Tipo:Deus principal védico, deus do trovão e da realeza, relegado para segundo plano nas Purāṇas
Panteão: Hinduísmo (central no período védico, secundário no pós-védico), Budismo (como Śakra/Taishakuten)
Função: trovão e relâmpago, guerra, realeza, vencedor de Vritra (demônio-dragão da seca)
Atributos principais: Vajra (raio), arco, elefante branco Airavata como montaria
Principais locais de culto: central em todo o universo védico; pós-védico em Trayastriṃśa (budismo)
Identificação budista: Śakra (sânscrito), Taishakuten (Japão), Indra (Tibet)
Indra é a divindade central dos Rigveda (1200-900 a.C.); cerca de um quarto de todos os hinos do Rigveda são-lhe dedicados. O seu mito principal é o combate contra Vritra: Vritra, o demônio-dragão da seca, retém as águas cósmicas; Indra bebe Soma (bebida enteogênica), mata Vritra com o Vajra (raio) e liberta as águas.
Com a tradição pós-védica (Brāhmaṇas, Purāṇas a partir do 1.º milénio a.C.), Indra perde importância e torna-se uma divindade subordinada a Vishnu/Shiva. No budismo é assimilado como Śakra, soberano da região celeste de Trayastriṃśa e protetor do Dharma. No Japão integrado como Taishakuten.
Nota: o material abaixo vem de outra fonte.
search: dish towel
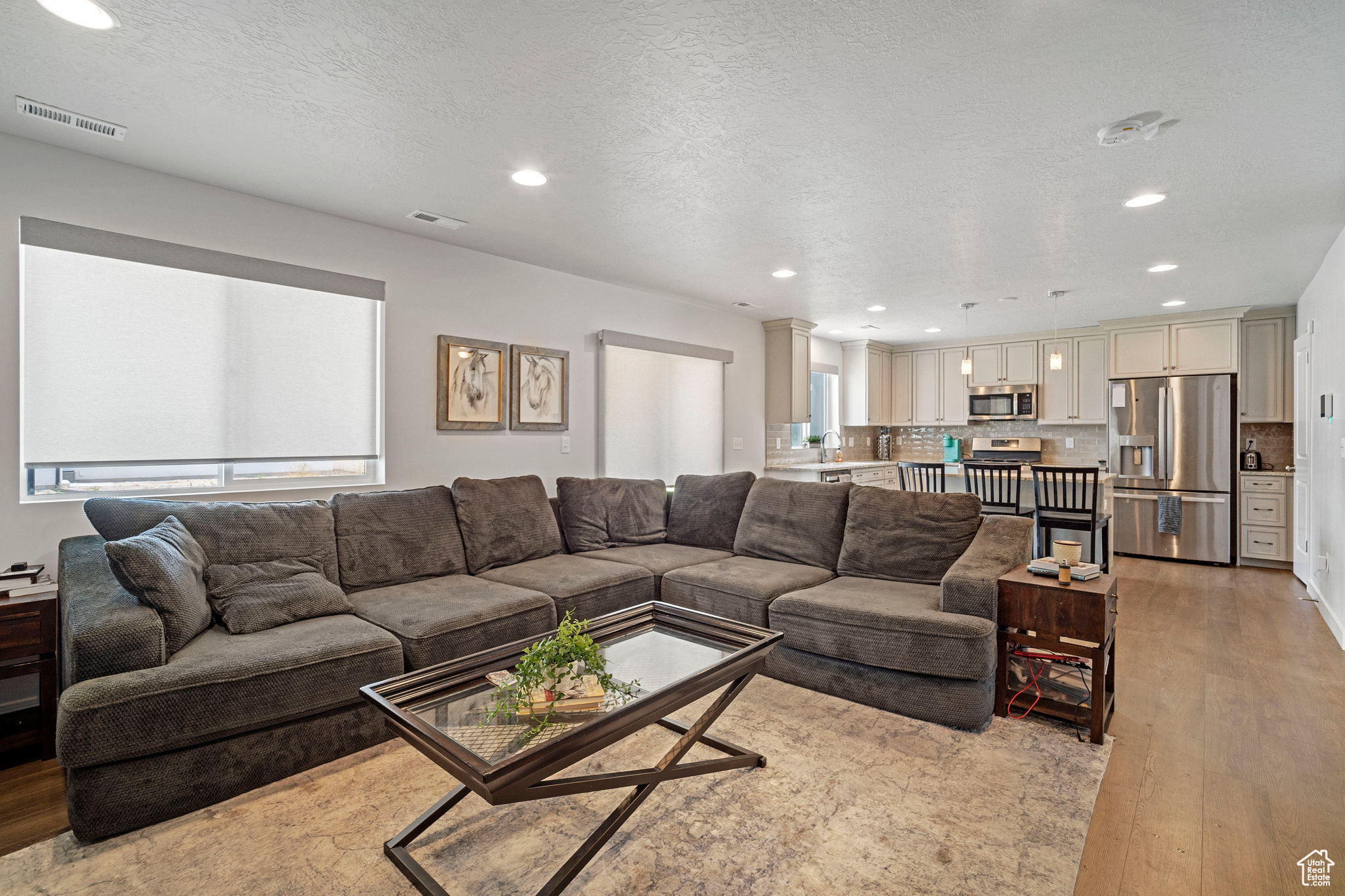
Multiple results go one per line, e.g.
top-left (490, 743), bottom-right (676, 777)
top-left (1158, 494), bottom-right (1181, 534)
Na tradição védica não existiam templos dedicados especificamente a Indra; a religião védica era uma prática sacrificial pura (yajña) no altar doméstico ou em espaços de sacrifício ao ar livre. Com a tradição das Purāṇas foram edificados alguns templos de Indra, mas permaneceram periféricos.
No budismo, pelo contrário, existe presença em todos os templos: Śakra/Taishakuten é um dos quatro guardiões celestes; no Japão é venerado como Taishakuten no Taisanji (prefeitura de Ehime) e em muitos outros locais. No Tibet, como figura de Indra no panteão budista. Em Nepal, o festival Panteão. Em Nepal, o festival Indra-Jatra em Catmandu (anualmente em setembro) como grande festividade popular.
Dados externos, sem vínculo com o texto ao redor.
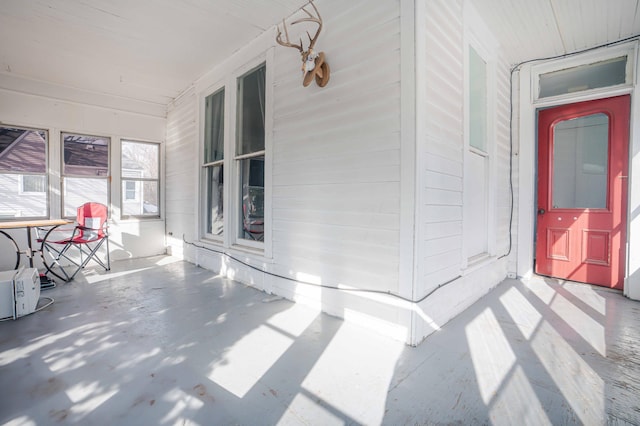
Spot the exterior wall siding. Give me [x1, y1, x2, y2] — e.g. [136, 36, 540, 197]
[0, 87, 166, 267]
[410, 0, 515, 344]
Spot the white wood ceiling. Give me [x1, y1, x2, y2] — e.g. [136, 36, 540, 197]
[0, 0, 640, 115]
[0, 0, 305, 110]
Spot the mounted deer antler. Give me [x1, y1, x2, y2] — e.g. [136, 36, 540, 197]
[276, 0, 330, 87]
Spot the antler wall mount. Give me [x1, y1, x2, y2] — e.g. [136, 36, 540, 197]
[276, 0, 331, 87]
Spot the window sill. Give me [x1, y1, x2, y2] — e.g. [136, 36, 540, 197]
[462, 253, 496, 275]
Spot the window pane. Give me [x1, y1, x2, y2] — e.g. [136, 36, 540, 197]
[22, 175, 47, 192]
[239, 156, 264, 241]
[0, 127, 47, 173]
[236, 65, 266, 155]
[539, 56, 627, 98]
[62, 133, 109, 176]
[122, 141, 160, 179]
[469, 47, 487, 151]
[0, 126, 48, 218]
[204, 89, 224, 164]
[63, 177, 109, 217]
[205, 166, 224, 235]
[122, 180, 159, 216]
[553, 114, 609, 209]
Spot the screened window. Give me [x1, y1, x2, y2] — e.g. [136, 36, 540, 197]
[121, 140, 160, 217]
[469, 47, 487, 151]
[61, 133, 110, 217]
[235, 64, 266, 241]
[539, 56, 627, 98]
[0, 126, 48, 218]
[464, 46, 491, 262]
[202, 89, 224, 236]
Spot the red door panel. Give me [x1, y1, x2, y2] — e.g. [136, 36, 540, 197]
[536, 95, 630, 289]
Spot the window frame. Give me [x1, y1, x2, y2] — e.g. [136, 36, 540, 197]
[0, 123, 51, 221]
[197, 50, 275, 259]
[462, 10, 497, 269]
[120, 138, 162, 220]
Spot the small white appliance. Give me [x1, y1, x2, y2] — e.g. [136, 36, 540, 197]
[0, 268, 40, 319]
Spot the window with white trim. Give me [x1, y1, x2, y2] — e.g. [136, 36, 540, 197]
[120, 140, 160, 218]
[464, 44, 494, 263]
[202, 88, 225, 237]
[0, 126, 49, 219]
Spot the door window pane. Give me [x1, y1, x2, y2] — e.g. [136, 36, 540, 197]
[240, 156, 264, 241]
[552, 114, 609, 209]
[62, 133, 110, 217]
[62, 133, 109, 177]
[63, 177, 109, 217]
[469, 46, 487, 151]
[205, 165, 224, 235]
[121, 141, 160, 217]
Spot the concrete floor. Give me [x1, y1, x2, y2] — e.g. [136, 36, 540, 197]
[0, 257, 640, 425]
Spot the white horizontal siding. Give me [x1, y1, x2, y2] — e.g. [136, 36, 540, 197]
[165, 90, 200, 255]
[496, 54, 517, 271]
[416, 1, 464, 295]
[273, 0, 400, 292]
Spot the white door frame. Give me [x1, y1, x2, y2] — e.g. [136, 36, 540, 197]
[513, 41, 640, 300]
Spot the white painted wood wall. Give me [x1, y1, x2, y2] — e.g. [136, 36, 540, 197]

Fontes centrais: Rigveda (em especial os numerosos hinos a Indra, p. ex. RV 1.32 sobre o mito), de Vritra), , Atharvaveda, Śatapatha-Brāhmaṇa, Mahabharata (episódios de Indra, em especial a história de Karna), Purāṇas. Budismo: Sakkapañha-Sutta (Pali, diálogo entre o Buddha e Sakka).
Literatura secundária: O’Flaherty, The Origins of Evil in Hindu Mythology; Macdonell, Vedic Mythology; Doniger, Hindu Myths; West, Indo-European Poetry and Myth.
Indra é representado como um guerreiro poderoso, de tom avermelhado ou dourado, frequentemente com um ou quatro braços. Empunha o Vajra, um raio com extremidades curvadas, um símbolo de força absoluta.
O seu animal é o imenso elefante branco Airavata com quatro presas, sobre o qual cavalga. Por vezes Indra enverga também uma couraça dourada. A sua corte é Amaravati, um céu repleto de esplendor e prazer.
Indra é o soberano do mundo superior (Swarga) e dos deuses. Traz chuva e tempestade, elementos vitais para a colheita na Índia antiga.
O combate contra Vritra, o dragão de cem cabeças, é um mito eterno: Vritra mantém as águas prisioneiras, Indra fere-o com o Vajra. Não se trata apenas de mitologia da natureza, mas de uma metáfora cósmica para a superação da inércia e da ignorância. Nos sacrifícios Yajna védicos, Indra era o principal destinatário.
Indra é representado como um deus bem nutrido, de tom azul-esverdeado ou dourado, frequentemente com cem olhos distribuídos por todo o corpo. Empunha um raio (Vajra) e cavalga o elefante branco Airavata. O trovão é o seu atributo primário, associado à chuva e ao carisma guerreiro.
Os aspectos mais importantes de Indra de forma sintética. Os campos seguintes resumem origem, função, aparência, veneração, símbolos e paralelos culturais.
Indra é filho do deus celeste pai Dyaus (herança indo-europeia védica de *Dyēws ph₂tēr) e da mãe-terra Pṛthivî. Irmão do par de deuses gémeos Mitra e Varuna. Esposa: Śacî (também Indrāṇî). Pai do semideus Arjuna (herói do Mahabharata). No budismo, a identidade genealógica de Śakra cede lugar à função cósmica.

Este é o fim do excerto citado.